— В Московском форштадте всего этого, конечно, нет? — Полковник взглянул на бедного полицмейстера, который сидел ни жив ни мертв. По мере того как Корф разворачивал перечень преступных деяний, он все более проникался мыслью, что Волков именно его предназначил в жертву и отдаст на заклание новому губернатору. — А, Петр Кузьмич? — спросил Юний Сергеевич, но тут же смилостивился: — Ладно, сидите себе, такой разэтакий, и помалкивайте… У вас все, ротмистр?
— Практически все, Юний Сергеевич. О событиях, имевших быть двадцать восьмого и двадцать девятого апреля, говорить отдельно не стоит.
— Разумеется, потому что покушения на генерал-адъютанта Бекмана и генерала от инфантерии Фрезе, хвала господу, не удались. Но семнадцатого мая был тяжело ранен барон Вольф, а третьего дня боевики убили гробинского комиссара по крестьянским делам. К счастью, и то и другое произошло у соседей и прямо нас не касается. Однако для правильной оценки ситуации в обеих губерниях стоит, полагаю, включить оба инцидента в сводку. — Волков потер руки: — Все?.. Ну-с, господин полицмейстер, — повернулся он вместе со стулом к сопевшему в тягостном ожидании дородному подполковнику, — каково ваше мнение?
— Чего уж тут говорить, Юний Сергеевич? — сокрушенно вздохнул тот. — Печальная картина.
— В самом деле? — Волков иронически поднял брови. — А у вас в реляциях тишь да гладь. Подлинный Meerstile, морской штиль. Впредь так не делайте. И еще одно: оставьте на время в покое щенков, которые собираются за самоваром читать марксистские книжки и петь «Из страны, страны далекой, с Волги-матушки широкой». Пусть с сегодняшнего дня вас заботит только одно: оружие. Ищите тайники, Петр Кузьмич, они где-то у вас.
— Слушаюсь, Юний Сергеевич. Разрешите быть свободным? — Шумно отдуваясь, он отерся платком.
— Всего наилучшего, — милостиво отпустил его Волков. — Извините, что был резок с вами, — сказал он Корфу, когда полицмейстер ушел. — Но я поступил так намеренно, чтобы дать урок нашему гиппопотаму. Так что не серчайте.

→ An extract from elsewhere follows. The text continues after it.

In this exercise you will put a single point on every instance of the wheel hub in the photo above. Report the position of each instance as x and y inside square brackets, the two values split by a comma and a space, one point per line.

— Помилуйте, Юний Сергеевич, как можно?
— Вот и отменно, дружок. Отдайте сводку еще раз переписать на машинке, — Волков сделал вид, будто простодушно раскрывает все карты. — Пошлю копию нашему ландмаршалу. Ему пригодится там, в Петербурге. Один ведь за всех нас отдувается. — Он не сомневался, что Корф все в точности передаст Мейендорфу. Оценка же, которую ротмистр даст его словам, Юния Сергеевича совершенно не волновала. «Пусть не верит, чертова немчура, пусть постоянно сомневается. Иначе совсем перестанут считаться, так их разэтак».
— Прикажете доложить о социал-демократическом съезде, Юний Сергеевич? — светски-непринужденно, однако при полном соблюдении субординации, спросил Корф. — Сведений существенно прибавилось.
— Петр Кузьмич на хвосте принес?
— Никак нет, — невозмутимо возразил ротмистр. — Господин полицмейстер просто принес мне для ознакомления номера большевистских газет «Вперед» и «Пролетарий», которые были изъяты при обыске у рабочих. В них содержится короткая информация о съезде, несколько дополняющая данные агентуры.
— Слушаю вас, милый ротмистр.
— Теоретическая часть программы ЛСДРП явно заимствована из Эрфуртской программы, — менторским тоном начал Корф. В жандармском управлении он слыл глубоким знатоком социалистических учений и не упускал случая блеснуть эрудицией. — Зато в практическом отношении, как я мог убедиться, она почти дословно повторяет положения, выработанные на Третьем съезде РСДРП.
— Влияние русских большевиков?
— Несомненно. Они становятся заметной силой на нашем политическом горизонте, Юний Сергеевич. Комитет руководит крупной, хорошо законспирированной организацией, куда входят не только русские или евреи, но и значительное число латышей. Неудивительно, что латыши часто действуют совместно с российской социал-демократией. После январских выступлений — я специально интересовался — подобный альянс сделался повседневным явлением.
— Хорошо, ротмистр, я понял. — Волков раздраженно поежился. — Меня интересует, произошло или нет формальное слияние Латышской социал-демократической партии с РСДРП? Стоял об этом вопрос на съезде или нет?